The global marketer of nutritional and weight loss products has been in the news lately for all the wrong reasons. Within the past month, the company has revealed an SEC inquiry into its operations, has recalled certain of its products due to allergy concerns, and has been the subject of a public feud between hedge fund managers over whether the company is a pyramid scheme. The combination of effects has been hard on investors, leading to weak stock price performance over the past year.
In FY2012, Herbalife Ltd. (NYSE:HLF) reported solid financial results, with increases in revenues and operating income of 17.9% and 17.6%, respectively, versus the prior year. The company’s sales growth benefited from its global reach, with strong, double-digit sales gains in the Asia-Pacific and Latin America regions.
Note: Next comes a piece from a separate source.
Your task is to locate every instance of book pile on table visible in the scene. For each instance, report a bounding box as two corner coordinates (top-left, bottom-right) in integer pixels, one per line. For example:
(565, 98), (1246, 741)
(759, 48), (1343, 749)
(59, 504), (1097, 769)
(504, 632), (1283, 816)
Herbalife was also able to continue recruiting and retaining a productive independent sales force in 2012, with an 18% increase in active resellers of its products.
Despite the risks of its business model, Herbalife has strong operating cash flow and a solid balance sheet. The company is also making investments to increase its product manufacturing capacity, with the goal of manufacturing roughly 65% of its product line over the next few years. Once Herbalife Ltd. (NYSE:HLF) improves its financial reporting and overall transparency, it has the makings of a great investment story.
The weight loss industry is a tough place to do business, with short shelf lives for products and heavy marketing expenditures. Investors should stick with the companies that selling not just a product, but a way of living. Of the three players, only Medifast is delivering for investors and is one for the portfolio.